HYBRID EVENT: You can participate in person at Rome, Italy or Virtually from your home or work.
Orchidea Maria Lecian, Speaker at Catalysis Conferences
Sapienza University of Rome, Italy
Title : Markov lumping hydrocracking and markov catalytic hydrocracking revisited


The finite Markov chain originating the Markov-State Model of the conformational dynamics of the K-Ras4B proteins in the catalytic reaction is spelled. The corresponding Markov-Sates-Models are studied according t the experiment described in [H. Zhang et al., Markov State Models and Molecular Dynamics Simulations Reveal
the Conformational Transition of the Intrinsically Disordered Hypervariable Region of K Ras4B to the Ordered Conformation, J. Chem. Inf. Model. 62, 4222 (2022)]:
The study is based on the large-scale conformational changes of the Hypervariable Region from its intrisicaly-disordered state to the ordered state. Crucially, the conformal substates along the transition paths are reviewed in the path description; interactions between the HVR and the catalytic domain are recapitulated to be possible. Two possibilities are studied from the Markov landsscape accessible to the systems as one five-states Markov-State Model and one four-states Markov-State Model. A new two-states Markov-State Model is constructed, according to the qualities of the K-Ras4B dynamics processes; the new analysis of the transition to the final state is newly analytically studied. The Galerkin description's final-state transition's related eigenvalue's time evolution is newly spelled out from the new 2-states Markov State Model. As a result, the new tools needed in the analytical computation of the relative error are ready. The relative error is newly analytically calculated. The experimental data and the characterisation of the lag time in shaping the discretization error are used to write new analytical formulations of the time evolution of the eigenvalue corresponding to the final-state transition. The new analysis is proposed, on the discretization error's features, according to which the discretization error is expected to increase monotonically with increasing lag time. The comparison with the experimental data is exposed.

Audience Takeaway Notes: 

  • New analysis of the K-Ras4B dynamics according to the qualities of the new Markov-State Model, to the new analytical calculation of the relative error, and to the new implementation of the definition of the discretisation error due to the lag time.
  • A new Markov-State Model is analytically spelled, according to which the K?Ras4B dynamics is analytically described as far as the transition to the final state is concerned?
  • The new Markov-state Models is simpler to handle; the new protocols of the analytical calculation of the relative error and those for the that of the discretisation error- according to the lag time- are newly provided with?

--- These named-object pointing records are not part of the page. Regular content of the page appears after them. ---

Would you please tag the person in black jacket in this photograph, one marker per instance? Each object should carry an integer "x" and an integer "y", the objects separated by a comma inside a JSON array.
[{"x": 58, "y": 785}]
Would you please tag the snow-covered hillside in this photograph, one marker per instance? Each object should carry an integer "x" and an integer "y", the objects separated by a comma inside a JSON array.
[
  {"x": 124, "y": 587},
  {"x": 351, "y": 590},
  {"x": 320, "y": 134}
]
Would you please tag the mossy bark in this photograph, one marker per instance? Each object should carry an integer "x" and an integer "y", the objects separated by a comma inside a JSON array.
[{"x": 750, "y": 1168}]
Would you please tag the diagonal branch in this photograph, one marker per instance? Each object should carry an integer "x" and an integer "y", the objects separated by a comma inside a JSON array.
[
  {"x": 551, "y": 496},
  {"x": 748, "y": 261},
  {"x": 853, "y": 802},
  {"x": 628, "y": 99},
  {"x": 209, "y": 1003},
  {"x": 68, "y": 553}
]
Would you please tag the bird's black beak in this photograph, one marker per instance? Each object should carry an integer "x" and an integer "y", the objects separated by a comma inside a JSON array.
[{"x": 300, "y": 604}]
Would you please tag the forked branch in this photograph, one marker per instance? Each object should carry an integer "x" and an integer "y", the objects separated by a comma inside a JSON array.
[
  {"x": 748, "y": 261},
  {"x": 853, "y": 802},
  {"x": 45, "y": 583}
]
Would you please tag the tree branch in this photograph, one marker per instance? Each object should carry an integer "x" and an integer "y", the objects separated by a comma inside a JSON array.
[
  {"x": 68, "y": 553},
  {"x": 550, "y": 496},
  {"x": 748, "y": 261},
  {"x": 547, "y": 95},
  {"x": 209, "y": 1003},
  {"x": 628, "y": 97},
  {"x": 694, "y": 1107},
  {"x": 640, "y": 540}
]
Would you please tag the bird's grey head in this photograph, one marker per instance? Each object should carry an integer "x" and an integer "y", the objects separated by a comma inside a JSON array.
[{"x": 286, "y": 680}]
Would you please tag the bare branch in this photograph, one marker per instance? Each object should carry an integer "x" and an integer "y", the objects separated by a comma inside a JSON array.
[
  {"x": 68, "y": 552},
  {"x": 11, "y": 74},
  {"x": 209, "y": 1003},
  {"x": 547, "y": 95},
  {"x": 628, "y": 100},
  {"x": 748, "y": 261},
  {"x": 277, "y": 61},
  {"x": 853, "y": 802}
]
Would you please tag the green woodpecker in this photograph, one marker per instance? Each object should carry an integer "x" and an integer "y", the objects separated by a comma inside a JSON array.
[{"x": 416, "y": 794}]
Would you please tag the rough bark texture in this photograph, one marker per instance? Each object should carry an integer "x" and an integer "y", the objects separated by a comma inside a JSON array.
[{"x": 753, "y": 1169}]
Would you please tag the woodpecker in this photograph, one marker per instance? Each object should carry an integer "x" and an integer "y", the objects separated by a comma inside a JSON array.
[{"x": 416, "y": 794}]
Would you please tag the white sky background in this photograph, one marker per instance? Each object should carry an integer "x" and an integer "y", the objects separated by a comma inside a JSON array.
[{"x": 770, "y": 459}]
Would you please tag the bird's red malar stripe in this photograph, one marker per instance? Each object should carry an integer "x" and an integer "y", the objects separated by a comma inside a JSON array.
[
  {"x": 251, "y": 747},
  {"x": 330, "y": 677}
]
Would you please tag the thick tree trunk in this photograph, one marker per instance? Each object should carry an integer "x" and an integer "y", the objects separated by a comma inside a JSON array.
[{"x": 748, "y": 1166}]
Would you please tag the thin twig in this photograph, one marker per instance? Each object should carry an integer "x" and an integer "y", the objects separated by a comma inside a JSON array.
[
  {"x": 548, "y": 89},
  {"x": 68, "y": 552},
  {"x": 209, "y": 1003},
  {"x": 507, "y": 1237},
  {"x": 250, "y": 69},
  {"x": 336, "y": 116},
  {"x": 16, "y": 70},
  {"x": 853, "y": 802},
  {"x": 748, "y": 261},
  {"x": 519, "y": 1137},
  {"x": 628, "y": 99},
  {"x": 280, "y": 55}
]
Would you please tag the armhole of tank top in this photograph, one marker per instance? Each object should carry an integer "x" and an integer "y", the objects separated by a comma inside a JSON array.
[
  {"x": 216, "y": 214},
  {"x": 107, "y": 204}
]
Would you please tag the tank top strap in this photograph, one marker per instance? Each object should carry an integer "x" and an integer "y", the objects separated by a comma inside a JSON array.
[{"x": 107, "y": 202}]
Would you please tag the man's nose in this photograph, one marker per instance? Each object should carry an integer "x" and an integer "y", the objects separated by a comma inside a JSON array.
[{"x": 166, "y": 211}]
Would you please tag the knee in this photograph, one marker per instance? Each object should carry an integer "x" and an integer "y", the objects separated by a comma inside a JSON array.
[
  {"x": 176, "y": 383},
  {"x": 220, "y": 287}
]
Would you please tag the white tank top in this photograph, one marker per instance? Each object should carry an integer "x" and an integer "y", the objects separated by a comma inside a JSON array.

Orchidea Maria Lecian graduated in Theoretical Physics at Sapienza University of Rome and ICRA- International Center for Relativistic Astrophysics in 2005 ad completed her International Relativistic Astrophysics Phd at Sapienza University and ICRA. She was post-doctoral Fellow at IHES (Bures-sur-Yvette, France), AEI-MPI (Potsdam-Golm, Germany) and Sapienza University of Rome. She has taken part in intensive research prorammes at AEI-MPI (Potsdam-Golm, Germany) and The Fields Institute for Research in Mathematical Sciences (Toronto, Canada). She has been researcher for SAIA- NS'P (The National Scholarship Programme of the Slovak Republic- National S'tipendium Program) as Research grantee and appointed Erasmus Lecturer at Comenius University in Bratislava, Faculty of Mathematics, Physics and Informatics, Department of Theoretical Physics and Physics Education- KTFDF. She has been Assistant Professor at Sapienza University of Rome and is Professor at Sapienza University of Rome. She is was Visiting Professor at Kursk State University, Chair of Algebra, Geometry and Didactics of Mathematics Theory within the Programme Education in Russia for Foreign Nationals of the Ministry of Science and Higher Education of the Russian Federation in 2022-2023. She has contributed in national conferences and international conferences. She is member of several Research Consortia. She is author of research papers, conference papers, review papers, invited papers and two books. She is reviewer and editorial-board member of several international Journals.